O impacto da crise do coronavírus sobre os preços de serviços será mais forte do que o observado na última recessão, que foi de 2014 até 2016, não só devido às medidas de isolamento social, afirma o economista.

“Daquela vez o desemprego demorou a aumentar e a renda real continuou crescendo mesmo em meio à crise, porque houve alta da formalidade no começo da década e era mais difícil encontrar mão de obra. O empregador pensava duas vezes antes de demitir.”

Já desta vez, os impactos econômicos da pandemia ocorrem num momento em que 40% dos ocupados estão na informalidade e 11,6% da força de trabalho está desempregada. E economistas esperam piora desse quadro.

No cenário do Itaú, a taxa de desemprego no país vai avançar a 13,6% na média de 2020, ante 11,9% em 2019. “Os preços de serviços serão bastante afetados não só pelo fechamento dos estabelecimentos, mas também pela desaceleração da atividade e piora do desemprego”, diz a economista Júlia Passabom.

No curto prazo, a desinflação de serviços será relevante, comenta Júlia, para quem esses preços vão subir 3% na média anual, com IPCA em 2,7%. Esses números supõem alguma normalização nos preços quando houver reabertura da economia, destaca ela.

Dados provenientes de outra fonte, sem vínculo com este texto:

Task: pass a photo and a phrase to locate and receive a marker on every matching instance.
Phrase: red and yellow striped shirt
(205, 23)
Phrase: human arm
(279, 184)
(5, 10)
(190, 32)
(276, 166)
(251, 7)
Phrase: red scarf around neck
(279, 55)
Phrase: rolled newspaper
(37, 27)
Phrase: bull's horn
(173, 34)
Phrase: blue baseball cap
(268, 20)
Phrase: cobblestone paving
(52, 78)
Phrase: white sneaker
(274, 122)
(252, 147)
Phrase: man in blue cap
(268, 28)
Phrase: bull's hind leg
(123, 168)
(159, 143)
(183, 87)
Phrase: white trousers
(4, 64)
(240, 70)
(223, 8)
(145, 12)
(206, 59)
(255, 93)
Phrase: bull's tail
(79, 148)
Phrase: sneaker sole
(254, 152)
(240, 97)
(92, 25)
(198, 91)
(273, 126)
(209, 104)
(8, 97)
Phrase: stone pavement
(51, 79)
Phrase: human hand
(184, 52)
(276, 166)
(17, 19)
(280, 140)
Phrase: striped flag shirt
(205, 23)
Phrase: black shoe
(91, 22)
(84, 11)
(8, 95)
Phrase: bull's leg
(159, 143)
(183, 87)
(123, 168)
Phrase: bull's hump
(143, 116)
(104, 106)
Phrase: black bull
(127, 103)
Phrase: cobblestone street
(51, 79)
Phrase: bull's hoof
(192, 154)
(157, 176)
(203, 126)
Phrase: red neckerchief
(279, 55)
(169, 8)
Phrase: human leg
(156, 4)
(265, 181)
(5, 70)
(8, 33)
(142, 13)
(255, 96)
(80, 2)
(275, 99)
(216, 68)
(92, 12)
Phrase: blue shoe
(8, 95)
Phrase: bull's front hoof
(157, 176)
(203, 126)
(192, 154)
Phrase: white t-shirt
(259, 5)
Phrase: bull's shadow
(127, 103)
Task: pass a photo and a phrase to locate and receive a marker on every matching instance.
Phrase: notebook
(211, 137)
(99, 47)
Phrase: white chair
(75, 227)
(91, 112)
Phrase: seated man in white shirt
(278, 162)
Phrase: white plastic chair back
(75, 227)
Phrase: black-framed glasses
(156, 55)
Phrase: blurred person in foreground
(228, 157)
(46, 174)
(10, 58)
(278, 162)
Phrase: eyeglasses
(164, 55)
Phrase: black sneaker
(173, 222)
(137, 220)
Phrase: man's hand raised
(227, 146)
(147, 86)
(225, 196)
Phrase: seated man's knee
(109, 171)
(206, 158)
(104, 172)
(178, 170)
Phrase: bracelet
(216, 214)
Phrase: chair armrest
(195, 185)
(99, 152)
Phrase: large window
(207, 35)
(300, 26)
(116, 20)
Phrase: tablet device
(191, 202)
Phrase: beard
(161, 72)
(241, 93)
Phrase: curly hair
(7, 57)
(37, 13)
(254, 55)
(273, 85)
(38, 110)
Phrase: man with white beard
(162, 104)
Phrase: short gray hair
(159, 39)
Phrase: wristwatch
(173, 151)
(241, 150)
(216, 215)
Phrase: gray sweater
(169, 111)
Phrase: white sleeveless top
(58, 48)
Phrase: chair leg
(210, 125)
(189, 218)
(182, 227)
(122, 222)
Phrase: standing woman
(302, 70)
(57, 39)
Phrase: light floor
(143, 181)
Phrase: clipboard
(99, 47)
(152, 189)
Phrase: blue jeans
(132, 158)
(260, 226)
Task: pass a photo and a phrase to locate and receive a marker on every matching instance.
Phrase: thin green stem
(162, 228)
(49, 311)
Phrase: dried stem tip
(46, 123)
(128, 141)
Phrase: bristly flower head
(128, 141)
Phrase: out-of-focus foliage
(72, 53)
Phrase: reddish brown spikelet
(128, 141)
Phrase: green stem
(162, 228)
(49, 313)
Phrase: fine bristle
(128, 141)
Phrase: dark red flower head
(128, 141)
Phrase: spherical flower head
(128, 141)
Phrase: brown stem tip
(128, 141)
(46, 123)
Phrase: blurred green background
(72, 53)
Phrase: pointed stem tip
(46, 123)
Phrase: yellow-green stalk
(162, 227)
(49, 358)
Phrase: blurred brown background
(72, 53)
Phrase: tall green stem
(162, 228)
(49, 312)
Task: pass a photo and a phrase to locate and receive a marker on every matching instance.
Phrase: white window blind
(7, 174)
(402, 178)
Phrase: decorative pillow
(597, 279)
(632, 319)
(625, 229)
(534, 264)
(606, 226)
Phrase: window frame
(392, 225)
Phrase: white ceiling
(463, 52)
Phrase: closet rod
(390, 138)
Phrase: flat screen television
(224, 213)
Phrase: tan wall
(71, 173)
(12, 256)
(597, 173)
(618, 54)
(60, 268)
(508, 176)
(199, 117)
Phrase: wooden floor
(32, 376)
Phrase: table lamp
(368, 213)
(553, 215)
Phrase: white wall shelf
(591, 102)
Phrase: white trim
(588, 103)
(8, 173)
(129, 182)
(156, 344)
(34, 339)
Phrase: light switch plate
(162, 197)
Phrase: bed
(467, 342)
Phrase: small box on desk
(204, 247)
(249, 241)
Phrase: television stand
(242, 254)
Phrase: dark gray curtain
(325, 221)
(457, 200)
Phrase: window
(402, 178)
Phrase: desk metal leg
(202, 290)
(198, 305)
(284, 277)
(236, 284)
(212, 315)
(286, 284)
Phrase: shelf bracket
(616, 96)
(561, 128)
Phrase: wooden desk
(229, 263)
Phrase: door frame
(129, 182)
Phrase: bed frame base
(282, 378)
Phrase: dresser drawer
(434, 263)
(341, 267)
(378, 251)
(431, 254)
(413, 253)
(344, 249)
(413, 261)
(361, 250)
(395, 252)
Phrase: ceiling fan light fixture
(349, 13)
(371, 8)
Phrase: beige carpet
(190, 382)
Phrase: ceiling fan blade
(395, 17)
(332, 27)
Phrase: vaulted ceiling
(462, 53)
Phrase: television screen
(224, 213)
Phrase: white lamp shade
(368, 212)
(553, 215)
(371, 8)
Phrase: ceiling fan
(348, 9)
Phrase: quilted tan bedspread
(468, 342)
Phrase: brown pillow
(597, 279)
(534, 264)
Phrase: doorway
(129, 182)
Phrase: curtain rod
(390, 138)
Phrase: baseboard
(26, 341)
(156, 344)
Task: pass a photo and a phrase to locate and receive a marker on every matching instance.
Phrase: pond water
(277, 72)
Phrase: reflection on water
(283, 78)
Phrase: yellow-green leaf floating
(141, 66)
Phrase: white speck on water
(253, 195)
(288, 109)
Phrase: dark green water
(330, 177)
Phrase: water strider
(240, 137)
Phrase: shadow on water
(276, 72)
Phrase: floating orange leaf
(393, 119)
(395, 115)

Com estimativas iguais, Roberto Secemski, economista-chefe para Brasil do Barclays, diz que a inflação de serviços pode ficar abaixo dos 3% esperados para 2020 se a deterioração no mercado de trabalho for mais forte e duradoura. Segundo Secemski, abril deve mostrar efeito maior da pandemia sobre os preços do segmento, mês em que o IPCA deve registrar queda de 0,1% a 0,2%, projeção preliminar.